Vigolo coniuga alla disperata pronuncia di un male di vivere non eradicabile l’ascolto delle voci del trascendente. Sono questi messaggeri e visitatori notturni (ombre familiari, angeli e dèmoni che prendono dimora nella mente di Vigolo) a dettare i ritmi febbrili di una poesia connotata da interferenze della memoria, inganni onirici, visioni infere e scorci celesti. Trasfigurazioni fantastiche di strade, palazzi e chiese suscitano i fantasmi di pietra della topografia irreale di una Roma eterna, riletta alla luce del Barocco, del Romanticismo e della pittura metafisica.

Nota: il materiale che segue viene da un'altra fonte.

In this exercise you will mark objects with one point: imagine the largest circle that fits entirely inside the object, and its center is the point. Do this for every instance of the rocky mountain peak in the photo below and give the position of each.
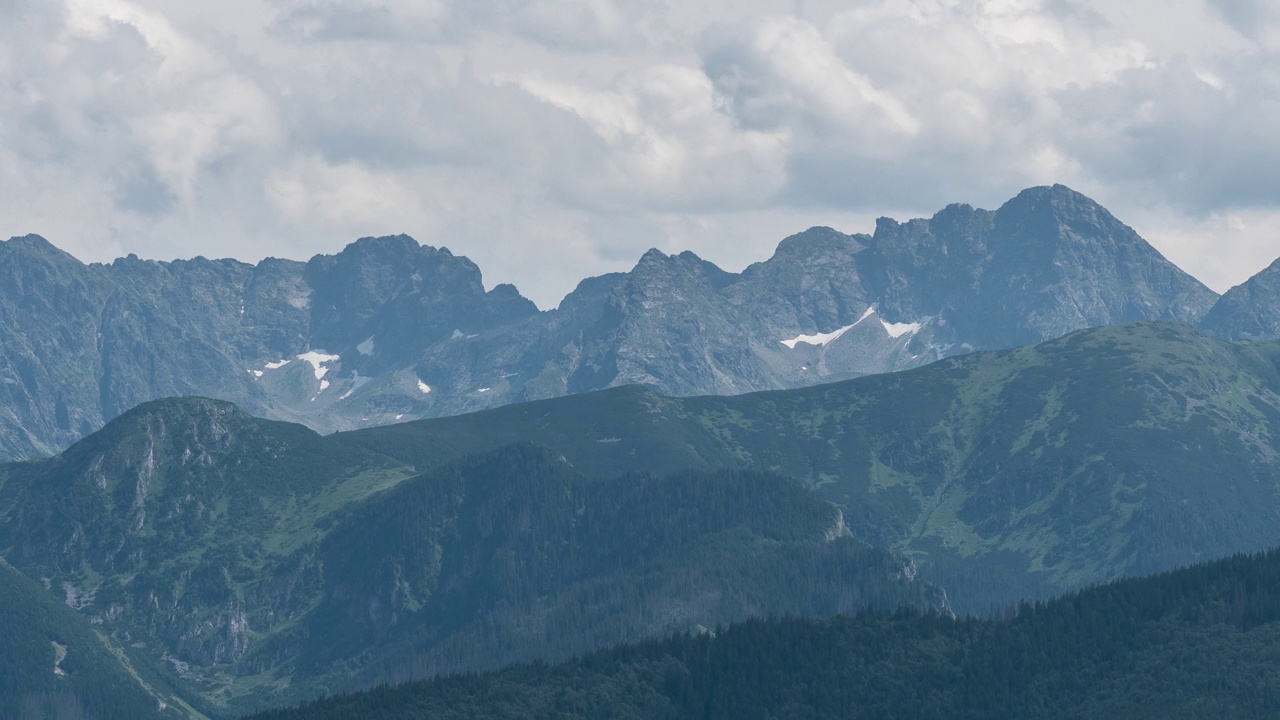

Critico, poeta, narratore, traduttore, acuto esegeta dell’opera di Belli, Giorgio Vigolo (Roma 1894-1983) ha manifestato una personalità artistica poliedrica e nutrita di una cultura sterminata. Oggi la sua fama è legata soprattutto al romanzo breve La Virgilia, scritto nei primi anni Venti ma edito solo nel 1982 e alla raccolta di racconti Le notti romane (1960). Tuttavia, è sull’opera in versi – da Canto fermo del 1931 a La fame degli occhi del 1982 – che Vigolo faceva affidamento per dare espressione alla sua scrittura evocativa e a quella tensione all’assoluto che fissava nel mito le ansie, gli stupori e le angosce oniriche di un’anima tormentata, sospesa tra gli inferni pagani e un cielo sentito come patria originaria. Restio a percorrere la via del compromesso con la propria epoca e con l’establishment letterario italiano, Vigolo ha intrecciato nei suoi versi una limpida misura classica, come ritorno al canto, inquietudini formali e il chiaroscuro di una parola scabra e “petrosa”, connotata da una sensibilità ulcerata, che Mario Luzi ha accostato al barocco «interpretato insieme nella luce un po’ straziata dell’affabulazione espressionistica e sul taglio della folgorazione romantica come estremo dibattito e dramma dell’anima e dei suoi demoni».